オフィスの野獣
大方の話を聞き終えて、御堂さんは難しい顔をしながらティーカップに指をかける。長話で紅茶が少し冷めてしまったかもしれない。
「確かに拗れた案件ねえ。その男もなーんか胡散臭いというか」
聞き手からしてもロクでもない男だということがわかる。
最初からわかっていたことじゃない。西城斎は、野獣だ。
記憶がないのをいいことに、自分に都合のいいことばかり言って、結局彼に遊ばれた大勢の女の一人にすぎない……。
視線を落とすと、この手に温められた彼の部屋の鍵が握りしめられている。
きっとほかの娘にも、こんなことをしているんだろう……。
「でも恋愛って形から入るもんじゃないからね」
「え?」
御堂さんから大人な意見が挙げられた。
パッと見てそんなに年齢は離れていないのに、その人には落ち着いた余裕がある。動きのひとつひとつが洗礼されていて、女の私でも思わず見入ってしまう。

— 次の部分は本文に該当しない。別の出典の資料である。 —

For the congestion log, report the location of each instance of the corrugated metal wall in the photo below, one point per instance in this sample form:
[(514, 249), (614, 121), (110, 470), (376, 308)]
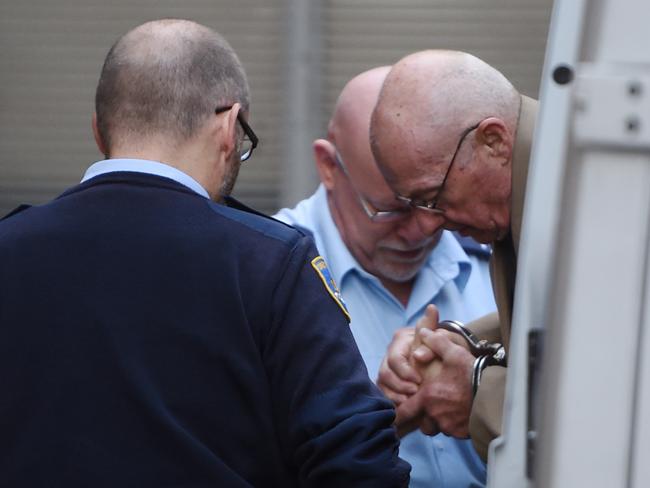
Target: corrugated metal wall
[(52, 51)]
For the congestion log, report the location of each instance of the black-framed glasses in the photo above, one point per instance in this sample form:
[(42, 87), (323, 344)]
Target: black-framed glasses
[(373, 213), (250, 139), (432, 205)]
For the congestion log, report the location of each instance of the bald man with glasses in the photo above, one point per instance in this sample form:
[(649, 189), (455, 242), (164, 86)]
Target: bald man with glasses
[(387, 269)]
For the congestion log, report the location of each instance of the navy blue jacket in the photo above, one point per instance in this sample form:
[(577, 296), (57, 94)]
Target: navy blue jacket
[(150, 337)]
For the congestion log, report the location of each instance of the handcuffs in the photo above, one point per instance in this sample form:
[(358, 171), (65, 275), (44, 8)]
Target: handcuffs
[(486, 353)]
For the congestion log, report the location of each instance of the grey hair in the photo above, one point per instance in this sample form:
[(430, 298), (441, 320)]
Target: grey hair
[(166, 78)]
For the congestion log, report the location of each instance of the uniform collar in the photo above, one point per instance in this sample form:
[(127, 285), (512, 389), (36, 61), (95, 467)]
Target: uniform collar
[(144, 166)]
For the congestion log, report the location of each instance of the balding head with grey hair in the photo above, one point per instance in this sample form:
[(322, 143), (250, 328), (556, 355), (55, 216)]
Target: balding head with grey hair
[(442, 134), (164, 79)]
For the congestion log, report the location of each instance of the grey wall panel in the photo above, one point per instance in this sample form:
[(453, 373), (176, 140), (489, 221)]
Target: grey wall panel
[(52, 51), (509, 34), (51, 55)]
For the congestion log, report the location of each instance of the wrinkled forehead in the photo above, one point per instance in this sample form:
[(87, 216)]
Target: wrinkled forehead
[(410, 160)]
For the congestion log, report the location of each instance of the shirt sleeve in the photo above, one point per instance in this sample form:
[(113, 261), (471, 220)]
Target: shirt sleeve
[(334, 425)]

しかし、そんな彼女の言うことが、経験の少ない私にはイマイチ理解し難いものだ。
「好きだから付き合うとか、付き合わないとか、些細なことよ。寂しいなら相手に甘えていいじゃない」
そんなものだろうか。理屈とかじゃなくて、この気持ちをストレートに彼にぶつけてみるべきなのかな。

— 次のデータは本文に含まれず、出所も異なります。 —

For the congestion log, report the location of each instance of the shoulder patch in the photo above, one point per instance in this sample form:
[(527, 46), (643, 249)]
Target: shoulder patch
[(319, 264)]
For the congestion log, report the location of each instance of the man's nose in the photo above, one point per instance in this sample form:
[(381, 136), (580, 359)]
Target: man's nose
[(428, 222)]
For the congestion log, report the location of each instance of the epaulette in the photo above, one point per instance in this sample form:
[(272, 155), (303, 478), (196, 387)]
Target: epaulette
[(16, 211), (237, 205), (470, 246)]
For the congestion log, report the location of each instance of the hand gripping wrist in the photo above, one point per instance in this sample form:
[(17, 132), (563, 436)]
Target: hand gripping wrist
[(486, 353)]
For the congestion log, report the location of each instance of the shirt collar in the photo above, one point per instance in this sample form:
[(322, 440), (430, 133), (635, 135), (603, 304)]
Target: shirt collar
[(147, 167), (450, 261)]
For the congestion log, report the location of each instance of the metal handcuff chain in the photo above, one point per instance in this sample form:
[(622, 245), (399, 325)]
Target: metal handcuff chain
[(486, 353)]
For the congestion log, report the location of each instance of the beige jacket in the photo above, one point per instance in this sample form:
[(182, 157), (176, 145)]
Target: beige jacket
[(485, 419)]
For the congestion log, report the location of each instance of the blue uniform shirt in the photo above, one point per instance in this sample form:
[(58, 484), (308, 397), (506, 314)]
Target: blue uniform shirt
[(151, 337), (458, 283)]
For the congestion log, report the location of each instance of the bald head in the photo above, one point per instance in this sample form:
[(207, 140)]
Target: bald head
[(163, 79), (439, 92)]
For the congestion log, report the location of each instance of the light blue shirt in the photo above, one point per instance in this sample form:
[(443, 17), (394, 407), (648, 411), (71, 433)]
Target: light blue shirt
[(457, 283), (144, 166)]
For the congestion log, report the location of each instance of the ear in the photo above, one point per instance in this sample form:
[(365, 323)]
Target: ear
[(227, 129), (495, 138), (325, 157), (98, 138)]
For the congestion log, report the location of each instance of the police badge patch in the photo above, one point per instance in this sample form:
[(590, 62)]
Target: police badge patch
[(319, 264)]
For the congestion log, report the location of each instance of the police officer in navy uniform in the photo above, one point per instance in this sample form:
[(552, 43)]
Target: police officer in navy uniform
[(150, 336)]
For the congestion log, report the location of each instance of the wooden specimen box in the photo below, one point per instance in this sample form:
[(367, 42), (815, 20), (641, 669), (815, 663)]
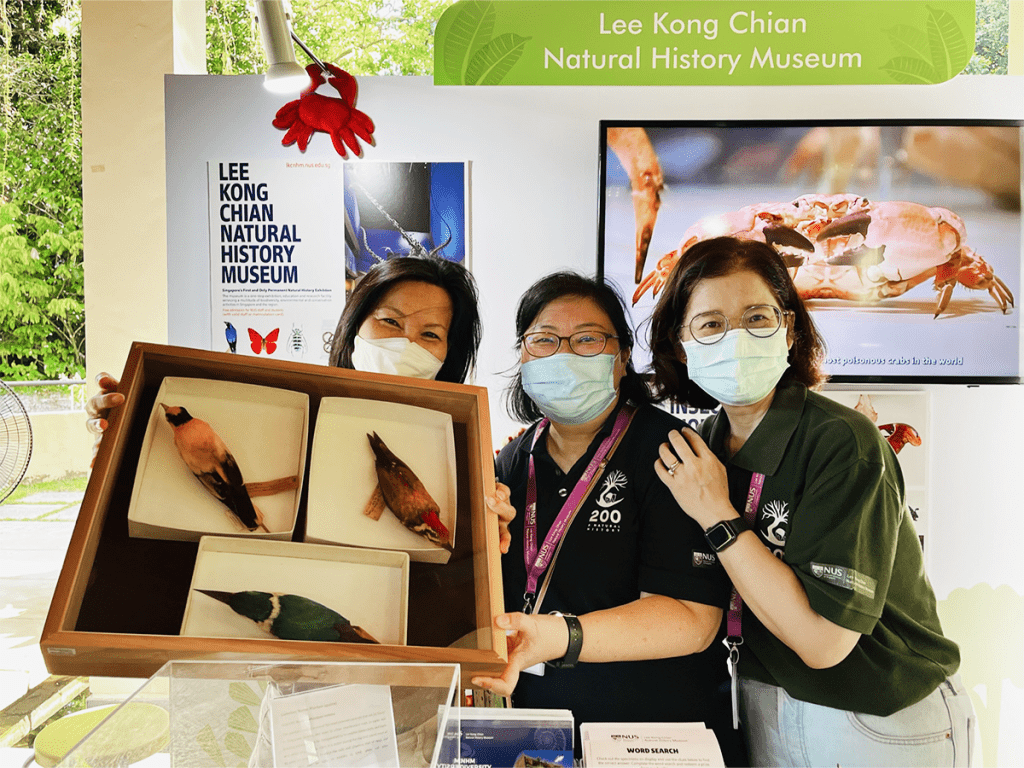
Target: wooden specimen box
[(119, 602)]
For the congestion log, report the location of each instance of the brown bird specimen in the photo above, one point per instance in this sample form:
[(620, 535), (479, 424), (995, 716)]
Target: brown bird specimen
[(406, 496), (208, 458)]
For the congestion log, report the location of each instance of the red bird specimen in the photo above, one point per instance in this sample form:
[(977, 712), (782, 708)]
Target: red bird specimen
[(404, 495), (208, 458)]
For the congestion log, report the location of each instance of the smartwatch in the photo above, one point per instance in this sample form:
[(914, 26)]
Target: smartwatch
[(574, 645), (722, 535)]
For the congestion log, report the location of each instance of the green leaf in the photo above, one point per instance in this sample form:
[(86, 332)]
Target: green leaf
[(242, 693), (471, 30), (242, 720), (909, 71), (909, 41), (208, 741), (492, 64), (237, 744), (950, 51)]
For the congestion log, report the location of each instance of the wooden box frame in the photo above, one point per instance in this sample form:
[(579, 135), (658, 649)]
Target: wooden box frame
[(119, 601)]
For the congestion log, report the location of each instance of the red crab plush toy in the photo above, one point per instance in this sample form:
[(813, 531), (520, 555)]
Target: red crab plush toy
[(337, 117)]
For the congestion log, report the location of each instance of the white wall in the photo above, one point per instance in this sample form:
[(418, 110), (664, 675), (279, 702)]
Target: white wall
[(534, 209)]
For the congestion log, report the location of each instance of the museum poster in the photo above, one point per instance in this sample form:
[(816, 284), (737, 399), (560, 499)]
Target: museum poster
[(276, 256), (288, 240)]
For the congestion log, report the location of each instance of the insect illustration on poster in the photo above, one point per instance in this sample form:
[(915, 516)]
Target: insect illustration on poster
[(297, 342)]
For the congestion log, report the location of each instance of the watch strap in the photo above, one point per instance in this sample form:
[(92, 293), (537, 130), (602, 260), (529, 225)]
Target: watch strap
[(722, 535), (574, 645)]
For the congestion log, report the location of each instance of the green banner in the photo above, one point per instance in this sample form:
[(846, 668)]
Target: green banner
[(702, 42)]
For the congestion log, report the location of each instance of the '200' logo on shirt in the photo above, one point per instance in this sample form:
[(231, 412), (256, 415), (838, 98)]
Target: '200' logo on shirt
[(606, 518)]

「大事なことは、あなたが誰を必要としているかよ。気持ちはあとから考えてもいいんじゃない? そうやって考えているうちに、相手がフラッといなくなっているかもしれないわよ」
そう言って、無理に笑うように口角をあげる。
笑顔が得意なその人のほんの一瞬の感情の揺れに気づかず、あっという間に取り繕った表情で濁されてしまった。
「後悔したくなければ、見失わないことよ。それさえできたらなんとかなるわ。あとはうちの自慢のパイを食べて落ち着きなさい」
切り分けられたアップルパイの一片に目を移して、綺麗に焼き上がったそれを一口頬張った。
りんごとシロップの爽やかな甘さと、昔ながらの焼菓子の香ばしい味がする。
それは彼がくれる優しさの味に似ていた。
「とことん嫌いになったのなら、あとは好きになるしかないんじゃないかしら?」
好きになるか……。
また雨が降れば、私は彼のぬくもりを思い出してしまうのかな。
外を見れば、ポツポツと雨の足音が近づいていた。